I think I'm already going to set myself some rules:
One take only. No more retakes.
No more intro or conclusion. Just the heart of it.
Never repeat something I've already said – on or off camera.
Still rummaging through old hard drives, I found this:
Image
Poster for the short film "Chair No. 9"
It's the poster for a short film project that was supposed to be produced – we had France 2 and a co-producer – but it never materialized.
It was based on a true story (?) that I had read in Planète magazine:
In the 1970s, a group is seated in a circle in a community hall for a workshop. At the end of the session, two men enter; nobody is expecting them. They walk toward one of the participants to ask him "were you sitting in this chair?" The participant nods.
The two men then bring in a cart with a television and a VCR to show him a video. They are researchers and, a few weeks earlier, they filmed an interaction with a person in this very same room.

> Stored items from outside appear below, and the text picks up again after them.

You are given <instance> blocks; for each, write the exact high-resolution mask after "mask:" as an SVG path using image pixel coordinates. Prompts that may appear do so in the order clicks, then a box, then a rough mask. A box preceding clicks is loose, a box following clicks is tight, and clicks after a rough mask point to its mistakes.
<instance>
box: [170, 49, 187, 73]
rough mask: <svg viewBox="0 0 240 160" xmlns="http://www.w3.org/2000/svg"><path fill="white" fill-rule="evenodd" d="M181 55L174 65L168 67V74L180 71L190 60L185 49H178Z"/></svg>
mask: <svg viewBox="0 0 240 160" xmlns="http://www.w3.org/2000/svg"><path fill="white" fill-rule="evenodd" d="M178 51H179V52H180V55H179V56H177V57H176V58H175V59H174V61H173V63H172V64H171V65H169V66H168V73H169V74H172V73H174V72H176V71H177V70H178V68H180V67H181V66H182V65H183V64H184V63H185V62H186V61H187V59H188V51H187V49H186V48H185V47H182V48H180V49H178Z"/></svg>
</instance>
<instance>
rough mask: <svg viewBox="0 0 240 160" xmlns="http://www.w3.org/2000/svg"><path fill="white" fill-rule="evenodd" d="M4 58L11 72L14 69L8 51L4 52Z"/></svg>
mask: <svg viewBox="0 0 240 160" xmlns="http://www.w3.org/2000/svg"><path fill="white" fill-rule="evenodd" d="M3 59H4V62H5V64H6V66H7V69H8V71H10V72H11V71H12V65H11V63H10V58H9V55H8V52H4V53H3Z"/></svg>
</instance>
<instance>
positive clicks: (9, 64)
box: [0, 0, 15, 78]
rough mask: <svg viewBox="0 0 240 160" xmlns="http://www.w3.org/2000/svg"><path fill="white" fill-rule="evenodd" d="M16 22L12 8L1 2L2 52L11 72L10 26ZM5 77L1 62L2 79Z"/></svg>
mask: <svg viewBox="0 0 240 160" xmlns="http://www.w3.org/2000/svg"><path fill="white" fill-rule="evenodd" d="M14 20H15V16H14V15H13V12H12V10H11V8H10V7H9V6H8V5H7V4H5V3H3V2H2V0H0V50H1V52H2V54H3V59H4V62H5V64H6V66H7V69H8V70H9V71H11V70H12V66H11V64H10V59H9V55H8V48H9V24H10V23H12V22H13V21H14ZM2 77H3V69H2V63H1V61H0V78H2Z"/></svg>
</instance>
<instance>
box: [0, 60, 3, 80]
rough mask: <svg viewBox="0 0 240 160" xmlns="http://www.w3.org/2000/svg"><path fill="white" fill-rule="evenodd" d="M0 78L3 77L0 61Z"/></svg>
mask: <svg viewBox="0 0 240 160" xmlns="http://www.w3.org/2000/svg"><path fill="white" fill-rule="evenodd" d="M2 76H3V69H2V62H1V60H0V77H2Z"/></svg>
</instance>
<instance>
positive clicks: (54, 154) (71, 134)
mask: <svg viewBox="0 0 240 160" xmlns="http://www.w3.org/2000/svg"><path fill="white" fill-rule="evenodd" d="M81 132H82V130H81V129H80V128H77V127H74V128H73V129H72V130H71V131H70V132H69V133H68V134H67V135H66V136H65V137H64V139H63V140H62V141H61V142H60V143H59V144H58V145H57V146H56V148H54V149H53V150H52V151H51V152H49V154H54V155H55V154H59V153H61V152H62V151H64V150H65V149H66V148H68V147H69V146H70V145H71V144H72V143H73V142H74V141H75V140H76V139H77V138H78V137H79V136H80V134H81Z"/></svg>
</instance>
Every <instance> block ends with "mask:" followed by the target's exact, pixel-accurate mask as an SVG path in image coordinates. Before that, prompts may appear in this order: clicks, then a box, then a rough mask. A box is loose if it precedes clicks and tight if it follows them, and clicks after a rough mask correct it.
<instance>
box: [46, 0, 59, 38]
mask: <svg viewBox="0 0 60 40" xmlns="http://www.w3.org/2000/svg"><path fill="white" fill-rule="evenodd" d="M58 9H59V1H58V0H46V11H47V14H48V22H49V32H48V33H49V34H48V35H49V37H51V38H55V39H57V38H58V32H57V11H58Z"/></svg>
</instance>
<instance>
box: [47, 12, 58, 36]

In the video: "Can you tell us something about one of the participants in the workshop that will take place here?" The person, who turns out to be a psychic, goes through all the empty chairs until stopping at one in particular. Voice-over: "The subject has indicated chair no. 9."
The psychic then begins to make revelations about the future occupant of the chair, which the participant in question follows on the television screen, stunned.
In my version, this was only the first layer of the story. The second layer was that the psychic's statements, while impossible to verify, sowed discord between the young woman (sitting in chair no. 9) and her father who was also present, ultimately forcing her to admit a truth she had always hidden.
Or how the false (or the undecidable) can have real consequences.